Fabiano dos Santos reforçou que os servidores do PJU já definiram em Belém, em 2023, a proposta de carreira que desejam, posição reafirmada na Plenária de Natal, em 2024. “A categoria já sabe o que quer. As administrações também já têm sua proposta, é a Reforma Administrativa, que é o oposto do que a gente busca. E aí temos uma aberração que é a Federação [Fenajufe] defendendo que não se pode criticar as administrações, que precisamos ter responsabilidade… Isso é um equívoco. Não temos que ceder aos mecanismos criados para restringir nossos direitos. Temos que reivindicar nossa proposta na íntegra”.

O servidor defendeu que a categoria precisa de espaços reais de negociação com o STF. “Nós só vamos fazer com que se avancem nossos direitos se a categoria estiver mobilizada, com força de pressão diante das administrações”.

Adoecimento e assédio

Luciana Carneiro, por sua vez, concentrou sua fala na proposta da administração de viabilizar a gestão por resultados. “Isso é algo muito sério. Os servidores terão que alcançar metas cada vez mais altas, para que os magistrados recebam adicionais. Essa medida só irá causar mais adoecimento e assédio aos servidores. Precisamos respeitar as decisões da base, que desde 1994 discutem a redução da jornada sem redução de direitos. A Federação, nesse sentido, tem cumprido um triste e infeliz capítulo na nossa história”.

A dirigente Denise Carneiro, que presidiu a mesa da reunião ao lado do também dirigente Sandro Sales, ressaltou que é a vida dos servidores que está em jogo. “Não podemos aceitar qualquer discussão que retire direitos consagrados, como está acontecendo agora. É a velha ordem da produção valendo mais do que a nossa saúde, nossa vida, e mantendo os privilégios para a cúpula”.

Denise e Sandro defenderam que qualquer proposta precisa ser discutida e decidida pela base. “É absurdo que às vésperas da realização da Plenária de Salvador sejam realizadas reuniões do CDE acatando prazos das administrações e negando a ampliação do debate com participação da categoria”, disse Sandro.

Servidor da Justiça Federal, Jailson Lage participou da Assembleia e também defendeu que as decisões sejam tomadas pela base. “A gente está aqui discutindo uma gratificação por desempenho, quando deveria estar discutindo a redução da jornada para 30 horas. Eles não querem que a gente participe, querem decidir por nós. A nossa proposta tem que ser de levar esse debate para a Plenária, e não para o CDE”.

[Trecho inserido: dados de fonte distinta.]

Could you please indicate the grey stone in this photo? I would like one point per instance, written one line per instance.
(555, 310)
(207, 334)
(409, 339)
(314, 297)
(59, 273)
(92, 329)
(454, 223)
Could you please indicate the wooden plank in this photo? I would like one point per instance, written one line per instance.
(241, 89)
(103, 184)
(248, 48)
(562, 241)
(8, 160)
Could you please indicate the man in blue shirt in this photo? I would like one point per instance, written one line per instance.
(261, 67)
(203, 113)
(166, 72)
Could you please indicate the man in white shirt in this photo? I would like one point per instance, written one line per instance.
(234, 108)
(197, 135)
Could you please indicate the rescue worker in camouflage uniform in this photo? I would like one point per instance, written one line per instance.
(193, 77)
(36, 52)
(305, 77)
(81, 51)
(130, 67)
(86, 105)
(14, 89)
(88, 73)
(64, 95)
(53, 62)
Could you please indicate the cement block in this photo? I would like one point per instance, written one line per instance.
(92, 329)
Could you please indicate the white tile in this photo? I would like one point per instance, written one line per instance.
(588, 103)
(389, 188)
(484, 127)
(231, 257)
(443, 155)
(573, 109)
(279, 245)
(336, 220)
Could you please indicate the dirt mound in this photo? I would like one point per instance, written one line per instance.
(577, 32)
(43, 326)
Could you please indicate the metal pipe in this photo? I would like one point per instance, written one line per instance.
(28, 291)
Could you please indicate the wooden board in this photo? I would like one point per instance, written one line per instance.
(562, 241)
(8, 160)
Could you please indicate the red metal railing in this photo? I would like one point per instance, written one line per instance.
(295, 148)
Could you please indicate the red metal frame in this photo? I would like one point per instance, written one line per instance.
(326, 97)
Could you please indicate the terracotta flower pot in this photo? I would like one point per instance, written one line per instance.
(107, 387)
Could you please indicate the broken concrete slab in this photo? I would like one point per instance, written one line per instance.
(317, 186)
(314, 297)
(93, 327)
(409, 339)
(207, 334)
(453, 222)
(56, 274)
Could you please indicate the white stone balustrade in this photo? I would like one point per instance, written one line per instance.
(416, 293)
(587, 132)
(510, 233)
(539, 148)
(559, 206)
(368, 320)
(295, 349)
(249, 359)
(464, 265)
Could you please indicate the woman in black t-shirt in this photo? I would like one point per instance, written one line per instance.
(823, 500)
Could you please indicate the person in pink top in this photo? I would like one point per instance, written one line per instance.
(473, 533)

Espaço de luta da categoria

A Plenária de Salvador será realizada entre os dias 4 e 7 de junho de 2026. Fabiano ressaltou a importância de que o evento esteja à serviço dos processos de construção de luta rumo à reestruturação das carreiras, e não de disputa entre concorrentes. “Temos que posicionar a nossa Federação para que ela de fato construa esses processos”.

Luciana também reiterou a importância de agir para que a Plenária não se transforme num “ringue”. “Não podemos permitir que nossas colegas Denise Carneiro e Eliana Leocádia, que votaram de acordo com suas bases, tenham seus mandatos cassados apenas porque não compactuaram com o circo armado no Fórum”, disse, em referência à reunião que discutiu o reajuste da categoria.

Sandro chamou os trabalhadores da Bahia para a luta. “Não vamos permitir que uma Plenária em Salvador venha a cassar o mandato de Denise Carneiro. Vamos para a luta, porque é na luta unitária que os trabalhadores mostram a sua força!”, disse, sendo muito aplaudido, com declarações de apoio no chat da Sala Zoom.